Personal information
- Full name: Stephen John Berry Livermore
- Born: 8 September 1970 (age 55) Chippenham, Wiltshire, England
- Batting: Left-handed
- Bowling: Right-arm off break

Domestic team information
- 1991–2002: Norfolk

Career statistics
| Competition | List A |
| Matches | 7 |
| Runs scored | 83 |
| Batting average | 16.60 |
| 100s/50s | 0/0 |
| Top score | 23* |
| Catches/stumpings | 0/– |
- Source: Cricinfo, 29 June 2011

= Stephen Livermore =

English cricketer

Stephen John Berry Livermore (born 8 September 1970) is an English cricketer. Livermore is a left-handed batsman who bowled right-arm off break. He was born in Chippenham, Wiltshire.
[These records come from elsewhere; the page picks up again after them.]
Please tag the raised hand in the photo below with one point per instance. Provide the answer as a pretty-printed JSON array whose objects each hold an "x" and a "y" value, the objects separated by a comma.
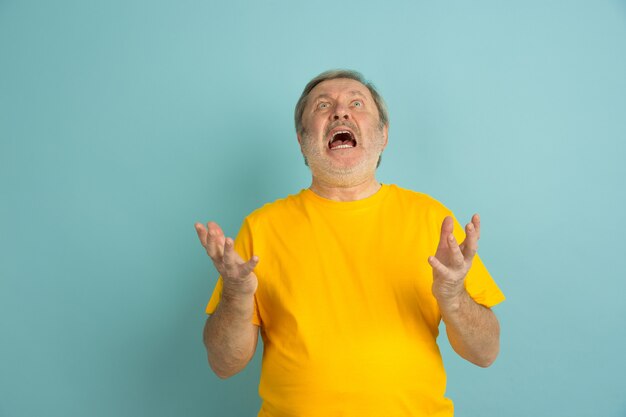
[
  {"x": 237, "y": 275},
  {"x": 452, "y": 261}
]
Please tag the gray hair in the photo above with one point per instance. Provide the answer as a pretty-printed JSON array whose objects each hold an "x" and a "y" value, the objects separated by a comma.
[{"x": 334, "y": 74}]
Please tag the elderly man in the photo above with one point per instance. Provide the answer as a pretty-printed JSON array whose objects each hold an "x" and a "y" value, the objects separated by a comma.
[{"x": 349, "y": 279}]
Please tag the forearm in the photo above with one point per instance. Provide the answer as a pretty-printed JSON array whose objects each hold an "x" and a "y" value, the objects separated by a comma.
[
  {"x": 229, "y": 335},
  {"x": 473, "y": 330}
]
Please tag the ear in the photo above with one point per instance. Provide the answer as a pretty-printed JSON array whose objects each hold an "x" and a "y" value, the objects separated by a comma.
[{"x": 385, "y": 135}]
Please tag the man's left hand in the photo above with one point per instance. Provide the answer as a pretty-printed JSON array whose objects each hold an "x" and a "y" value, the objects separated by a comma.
[{"x": 452, "y": 261}]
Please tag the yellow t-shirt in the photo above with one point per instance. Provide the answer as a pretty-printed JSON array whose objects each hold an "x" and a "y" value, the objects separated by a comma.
[{"x": 344, "y": 302}]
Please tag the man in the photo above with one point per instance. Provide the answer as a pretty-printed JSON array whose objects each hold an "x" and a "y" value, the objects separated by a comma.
[{"x": 348, "y": 280}]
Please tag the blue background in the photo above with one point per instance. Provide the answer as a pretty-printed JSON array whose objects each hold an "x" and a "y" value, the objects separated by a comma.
[{"x": 124, "y": 122}]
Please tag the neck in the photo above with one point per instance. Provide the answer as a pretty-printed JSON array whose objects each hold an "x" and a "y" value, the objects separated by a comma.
[{"x": 350, "y": 192}]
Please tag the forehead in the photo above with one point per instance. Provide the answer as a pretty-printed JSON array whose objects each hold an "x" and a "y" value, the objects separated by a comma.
[{"x": 340, "y": 86}]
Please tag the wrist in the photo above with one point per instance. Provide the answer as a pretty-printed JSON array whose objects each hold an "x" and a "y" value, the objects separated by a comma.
[{"x": 453, "y": 304}]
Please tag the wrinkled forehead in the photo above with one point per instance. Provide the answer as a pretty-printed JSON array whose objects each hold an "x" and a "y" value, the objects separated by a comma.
[{"x": 340, "y": 86}]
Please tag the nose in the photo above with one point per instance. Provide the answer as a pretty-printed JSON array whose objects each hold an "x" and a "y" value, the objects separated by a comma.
[{"x": 341, "y": 112}]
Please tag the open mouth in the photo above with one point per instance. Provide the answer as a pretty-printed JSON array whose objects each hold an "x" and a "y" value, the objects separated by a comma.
[{"x": 342, "y": 139}]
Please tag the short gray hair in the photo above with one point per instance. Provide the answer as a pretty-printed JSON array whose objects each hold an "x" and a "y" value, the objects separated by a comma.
[{"x": 334, "y": 74}]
Livermore made his debut for Norfolk in the 1991 Minor Counties Championship against Northumberland. Livermore played Minor counties cricket for Norfolk from 1991 to 2002, which included 10 Minor Counties Championship matches and 20 MCCA Knockout Trophy matches. He made his List A debut against Leicestershire in the 1992 NatWest Trophy. He made 6 further List A appearances, the last coming against Berkshire in the 2nd round of the 2003 Cheltenham & Gloucester Trophy, which was played in 2002. In his 7 List A matches, he scored 83 runs at an average of 16.60, with a high score of 23 not out.